“Data-Driven Thinking” is written by members of the media community and contains fresh ideas on the digital revolution in media.
Today’s column is written by Eoin Townsend, chief product officer at Collective.
Today’s digital marketers must invest in the best tools available to manage their campaigns and drive measureable results. But marketing technology tools require significant investment, not just in dollars, but also in data and labor. Marketers spend hours and thousands of dollars setting up campaigns in technology stacks that they’ve either purchased whole or cobbled together. They “strategically invest” in point solutions that don’t always turn out to be advantageous.
Marketers get stuck using these platforms because they’ve simply invested too much time, money and data. They become entrenched in the solution they’ve implemented, effectively trapped by technology partners. Post-implementation, it’s not cheap or easy to switch, even when it’s clear that better options are available – or when campaign goals and workflow requirements change dramatically and unexpectedly.

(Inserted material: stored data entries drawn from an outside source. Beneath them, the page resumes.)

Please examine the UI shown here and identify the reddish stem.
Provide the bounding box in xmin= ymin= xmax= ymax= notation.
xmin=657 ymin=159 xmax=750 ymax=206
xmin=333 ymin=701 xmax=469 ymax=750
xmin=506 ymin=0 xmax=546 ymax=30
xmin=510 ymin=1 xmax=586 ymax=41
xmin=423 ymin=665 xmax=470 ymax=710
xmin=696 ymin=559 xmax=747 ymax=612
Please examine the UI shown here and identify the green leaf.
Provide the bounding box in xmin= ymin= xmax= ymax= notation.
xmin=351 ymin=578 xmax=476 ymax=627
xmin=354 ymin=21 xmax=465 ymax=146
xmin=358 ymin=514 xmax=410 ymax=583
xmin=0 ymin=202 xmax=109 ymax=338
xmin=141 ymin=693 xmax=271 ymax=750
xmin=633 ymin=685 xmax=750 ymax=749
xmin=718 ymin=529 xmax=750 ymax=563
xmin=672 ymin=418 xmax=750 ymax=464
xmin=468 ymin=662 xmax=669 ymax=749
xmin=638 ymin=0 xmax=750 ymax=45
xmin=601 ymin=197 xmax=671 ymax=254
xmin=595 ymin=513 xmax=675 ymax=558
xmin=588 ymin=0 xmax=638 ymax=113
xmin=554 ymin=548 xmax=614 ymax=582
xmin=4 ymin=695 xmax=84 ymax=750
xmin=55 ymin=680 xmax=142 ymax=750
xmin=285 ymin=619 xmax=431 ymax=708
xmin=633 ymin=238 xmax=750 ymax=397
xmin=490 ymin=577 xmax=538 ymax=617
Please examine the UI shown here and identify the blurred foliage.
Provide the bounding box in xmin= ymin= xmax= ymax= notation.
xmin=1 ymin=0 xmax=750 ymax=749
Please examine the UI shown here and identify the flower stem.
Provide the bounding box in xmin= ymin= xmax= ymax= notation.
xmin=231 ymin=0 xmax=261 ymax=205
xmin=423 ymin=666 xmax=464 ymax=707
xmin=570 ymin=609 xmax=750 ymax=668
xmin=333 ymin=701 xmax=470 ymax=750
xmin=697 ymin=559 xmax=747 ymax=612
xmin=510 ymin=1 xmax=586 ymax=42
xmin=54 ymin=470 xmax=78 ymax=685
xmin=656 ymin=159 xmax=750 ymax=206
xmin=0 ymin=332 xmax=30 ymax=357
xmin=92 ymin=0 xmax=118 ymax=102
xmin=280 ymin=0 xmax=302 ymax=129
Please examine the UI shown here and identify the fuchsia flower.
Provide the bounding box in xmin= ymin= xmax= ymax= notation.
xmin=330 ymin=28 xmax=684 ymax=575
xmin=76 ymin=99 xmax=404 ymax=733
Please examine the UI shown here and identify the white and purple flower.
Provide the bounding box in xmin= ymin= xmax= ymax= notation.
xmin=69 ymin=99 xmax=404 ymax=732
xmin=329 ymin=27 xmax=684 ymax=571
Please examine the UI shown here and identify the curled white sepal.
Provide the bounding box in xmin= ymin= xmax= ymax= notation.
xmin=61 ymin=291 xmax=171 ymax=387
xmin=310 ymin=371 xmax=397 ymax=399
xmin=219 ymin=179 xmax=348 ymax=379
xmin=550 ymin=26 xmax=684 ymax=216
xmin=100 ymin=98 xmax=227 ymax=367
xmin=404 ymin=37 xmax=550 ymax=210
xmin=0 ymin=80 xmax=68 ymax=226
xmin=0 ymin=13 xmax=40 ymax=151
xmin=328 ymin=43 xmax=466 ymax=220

What happens, then, if the provider of the technology stack suddenly decides to change policies about inventory access, data ownership or privacy, or suddenly raises prices or fails to disclose the hidden costs? Marketers are in too deep to just switch solutions. In effect, they’ve lost control of their campaigns.
This scenario has happened to many marketers. For instance, Google’s decision to remove YouTube inventory from outside ad exchanges impacted thousands of marketers – many of whom may have chosen a specific network because it offered YouTube pre-roll. Google’s elimination of data-management platform tags was also an unexpected blow. Changes in algorithms, tagging regulations or ad specs may seem minor to a platform provider, but to marketers the impact is stressful, time-consuming and often expensive. Yet as our industry matures and consolidates, experiences like this seem to be a common occurrence for marketers.
How are marketers meant to handle these challenges? What do they do next when they’ve suddenly lost access to ad inventory, but are still beholden to the partner they’ve chosen? For marketers with their budgets invested in one type of video solution and thousands of iterations of data-driven advertising creatives, simply “moving” the ads to another platform isn’t as easy as it sounds. More often than not, marketers won’t even have the technical expertise to make such a move.
They need access to unbiased knowledge that can help guide the way and help them understand the ecosystem – not some technological ninja or matchmaker. They need solutions that bridge the walled gardens with a focus on building successful campaigns.
Salesforce is a good example. Salesforce doesn’t prevent marketers from working with Marketo or Hubspot, despite the fact that it owns Pardot. Salesforce will integrate neatly with Constant Contact or MailChimp and allow marketers to bring in any solution they like, providing an unbiased, foundational platform that is open to integration with any quality partner.
The walled gardens are the fly in the ointment, since they tend not to play nicely with systems they don’t own. That’s indicative of the problem the whole industry faces, though. Those big platform players, the keepers of the gardens, are so focused on their own interests that they have driven the industry to become platform-centric. The advertising and marketing technology industries are looking out for themselves, not focused on marketers and target customers.
As a result, marketers are forced to make sacrifices every single day. They have to choose a specific partner because that’s the partner that integrates better. They lose visibility into campaign results because dominant players change the rules or they have to set up a second or third reporting interface because some partners won’t play nicely with the marketer’s existing solution. This cuts into a marketing team’s time and productivity, and ultimately impacts its results and the end-user experience. This needs to be fixed.
It’s time for marketers to take center stage. When they do, the industry will thrive, grow and evolve in a way that’s good for everyone in the ecosystem. Until then, marketers will continue to struggle as they fight to keep control.